Texas Congressman In Verbal Altercation Over Parking Ticket
Congressman Louie Gohmert tried to use his rank as a Congressman to get out of a parking ticket:
A Texas Republican congressman got into a late-night verbal altercation with U.S. Park Police officers earlier this month, pulling rank in an attempt to get out of a parking ticket near the Lincoln Memorial.
Shortly after 11 p.m. on March 13, officers wrote Rep. Louie Gohmert a citation for parking his black Ford SUV in a spot reserved for National Park Service vehicles, according to a Park Police report obtained by POLITICO.
But Gohmert wasn’t having it: He told the Park Police that his congressional parking placard allows him to park in that spot, and he’s on the committee that oversees the agency.
Gohmert took the ticket off his windshield and placed it on a police car along with his business card with a written message: “Oversight of Park Service is my job! Natural Resources Thus the Congressional Plate in window.”

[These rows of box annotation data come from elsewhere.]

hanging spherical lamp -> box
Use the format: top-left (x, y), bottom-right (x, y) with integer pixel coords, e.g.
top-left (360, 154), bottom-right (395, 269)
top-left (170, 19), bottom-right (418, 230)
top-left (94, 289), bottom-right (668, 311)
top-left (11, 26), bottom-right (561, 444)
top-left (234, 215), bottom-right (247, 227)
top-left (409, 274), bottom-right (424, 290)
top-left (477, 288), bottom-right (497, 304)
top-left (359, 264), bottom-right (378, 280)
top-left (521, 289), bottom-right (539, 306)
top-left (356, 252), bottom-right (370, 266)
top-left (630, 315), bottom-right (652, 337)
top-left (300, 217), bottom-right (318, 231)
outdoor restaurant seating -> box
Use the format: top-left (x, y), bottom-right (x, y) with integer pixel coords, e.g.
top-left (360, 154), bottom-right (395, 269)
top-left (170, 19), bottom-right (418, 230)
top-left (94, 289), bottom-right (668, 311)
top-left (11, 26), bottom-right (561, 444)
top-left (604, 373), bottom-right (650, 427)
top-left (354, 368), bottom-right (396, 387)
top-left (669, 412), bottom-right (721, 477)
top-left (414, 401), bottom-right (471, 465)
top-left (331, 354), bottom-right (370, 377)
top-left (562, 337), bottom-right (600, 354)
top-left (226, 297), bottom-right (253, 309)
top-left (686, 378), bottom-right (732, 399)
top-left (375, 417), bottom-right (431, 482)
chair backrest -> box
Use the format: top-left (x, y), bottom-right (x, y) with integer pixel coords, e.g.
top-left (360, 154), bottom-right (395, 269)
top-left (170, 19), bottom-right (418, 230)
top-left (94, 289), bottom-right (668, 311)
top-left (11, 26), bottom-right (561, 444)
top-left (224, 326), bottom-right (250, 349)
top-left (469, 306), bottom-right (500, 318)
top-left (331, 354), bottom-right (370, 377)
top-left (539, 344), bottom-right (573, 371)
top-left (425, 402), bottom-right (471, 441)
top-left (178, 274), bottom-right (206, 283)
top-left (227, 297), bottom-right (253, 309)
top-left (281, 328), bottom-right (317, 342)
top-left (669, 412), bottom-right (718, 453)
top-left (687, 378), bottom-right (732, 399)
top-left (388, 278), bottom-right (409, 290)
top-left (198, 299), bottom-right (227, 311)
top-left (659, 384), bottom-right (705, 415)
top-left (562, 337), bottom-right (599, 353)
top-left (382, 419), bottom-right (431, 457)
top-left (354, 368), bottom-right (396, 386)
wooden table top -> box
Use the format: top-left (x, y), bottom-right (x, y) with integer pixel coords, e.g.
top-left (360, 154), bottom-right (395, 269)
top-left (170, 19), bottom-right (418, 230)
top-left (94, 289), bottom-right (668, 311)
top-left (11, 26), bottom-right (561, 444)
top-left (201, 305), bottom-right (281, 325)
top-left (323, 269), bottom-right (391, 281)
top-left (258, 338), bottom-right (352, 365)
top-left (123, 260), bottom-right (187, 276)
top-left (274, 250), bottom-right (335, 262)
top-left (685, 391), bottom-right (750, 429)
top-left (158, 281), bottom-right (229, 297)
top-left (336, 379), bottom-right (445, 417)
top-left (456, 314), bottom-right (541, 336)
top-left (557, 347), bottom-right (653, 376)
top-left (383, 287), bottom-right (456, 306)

He was “rude and irate,” one officer reported. Another wrote that Gohmert was “ranting.”
“I was issued a ticket and I am a congressman and parked my vehicle in the NPS parking only because I have a Congress placard, see,” Gohmert told one officer, according to the report. “I am going to a meeting on the Hill and I am the one who oversees the National Park Services Natural Resources.”
Gohmert’s communications director, Kimberly Willingham, told POLITICO via email that the congressman had dinner with his stepsister and her husband that evening and decided to drive them to the memorial.
“He parked his car in one of several empty park service parking spaces, which a member of Congress is allowed to do with his Congressional plate in the front window as required. When he returned to the car fifteen minutes later, he had a ticket under his windshield wiper right above the Congressional plate,” Willingham said.
“A park service vehicle pulled up as he was putting a note with the ticket on a vacant park service vehicle, so he showed his official card, explained that his Congressional plate was showing and he was authorized to park there,” she added. “The park service officer said he had not noticed the 5″ x 10″ Congressional plate in the front window and would not know what it meant had he seen it. The officer accepted the ticket back and apologized.”
The police report, which includes statements from three officers, makes no mention of apologizing to Gohmert or what happened to the parking violation. The Park Police did not provide an update.
Gohmert told an officer that he “did not have time to deal with the issue,” according to the report. The report says that Gohmert told officers “I left my business card with the ticket and I am not paying for a ticket” and drove off without further incident.
Washington law says members of Congress may park their cars “in any available curb space in the District of Columbia” when it is being used “on official business” and displaying the congressional registration tag issued by the member’s home state. Members may not block loading zones, fire hydrants or rush hour zones.
Last time I checked, taking people on late night monument tours is not “official business.”